Camille considérait combien Georg avait souffert des intrusions maternelles et qu’il était conscient de vivre une tragédie. À perpétuité, il luttait contre une possible fin tragique. Au lieu d’écarter l’instrument de sa mort, il recommençait la même histoire avec une femme autre à chaque fois, souvent violée, et incapable de se défendre. À chaque nouvelle histoire, il franchissait de petites étapes supplémentaires, mais ses chaînes étaient si solides qu’elles ne pourraient se briser qu’avec la mort d’Hexe, son bourreau, auquel Camille pensait qu’il ne survivrait pas.

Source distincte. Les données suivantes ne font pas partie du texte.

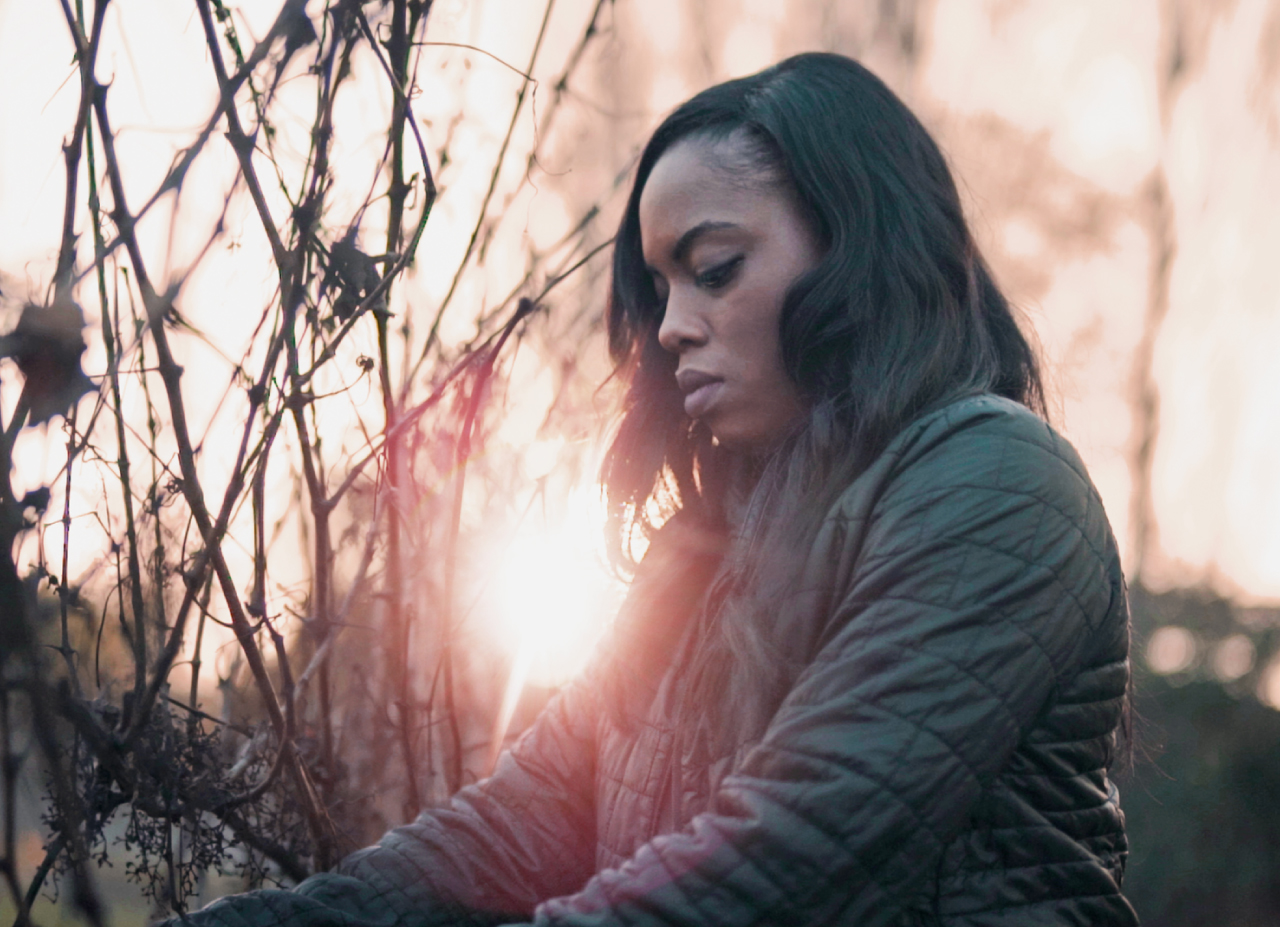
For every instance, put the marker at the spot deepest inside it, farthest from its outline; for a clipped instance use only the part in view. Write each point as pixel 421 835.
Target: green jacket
pixel 940 758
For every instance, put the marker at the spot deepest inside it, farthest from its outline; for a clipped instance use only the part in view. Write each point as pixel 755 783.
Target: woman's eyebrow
pixel 686 241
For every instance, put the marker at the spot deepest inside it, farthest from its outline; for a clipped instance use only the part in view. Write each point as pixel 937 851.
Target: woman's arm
pixel 528 832
pixel 983 574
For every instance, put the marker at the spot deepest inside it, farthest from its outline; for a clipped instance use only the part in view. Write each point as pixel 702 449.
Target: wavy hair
pixel 900 315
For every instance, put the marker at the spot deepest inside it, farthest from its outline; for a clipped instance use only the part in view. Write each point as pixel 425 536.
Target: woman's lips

S’employer à extirper l’amour ne tombait pas sous le sens pour elle qui voulait donner. Claude acceptait bien de faire sa prise de conscience du moi d’abord, ce qui lui paraissait plus simple, mais elle souffrait, dans une amère lucidité, de cet orgueil qui la poussait à penser que d’elle seule elle pouvait être sûre. Son désir restait de se recentrer sur elle, sans égoïsme et d’accepter que son mensonge personnel resta de s’être persuadée qu’elle n’aimait plus Georg, que sa fable était navrante et elle essayait de la reléguer aux oubliettes. Cette duplicité était sa fuite, qui la pinçait dans la poitrine, la grignotait peu à peu et que pour l’interrompre, elle se devait de refaire le chemin, relire avec amour toutes les lettres, ne pas attendre cent ans et surtout les lire, pour accepter de s’être enfuie, de n’avoir pas tenu le coup, pour abolir ce que le temps avait installé, résolue à croire qu’elle avait rêvé cette histoire, qu’il ne lui avait jamais dit qu’il l’aimait. Se réapproprier les preuves pour se relever de l’anéantissement parce qu’elle avait fait mourir son histoire et elle de même. Puis, dans l’ordre de « l’infinie répétition du même », pourquoi pas ses filles à l’avenir ? En les dépouillant, le roman épistolaire, aux lettres incontournables qui aident à la recherche d’une réalité vécue et non réinventée, prenait corps.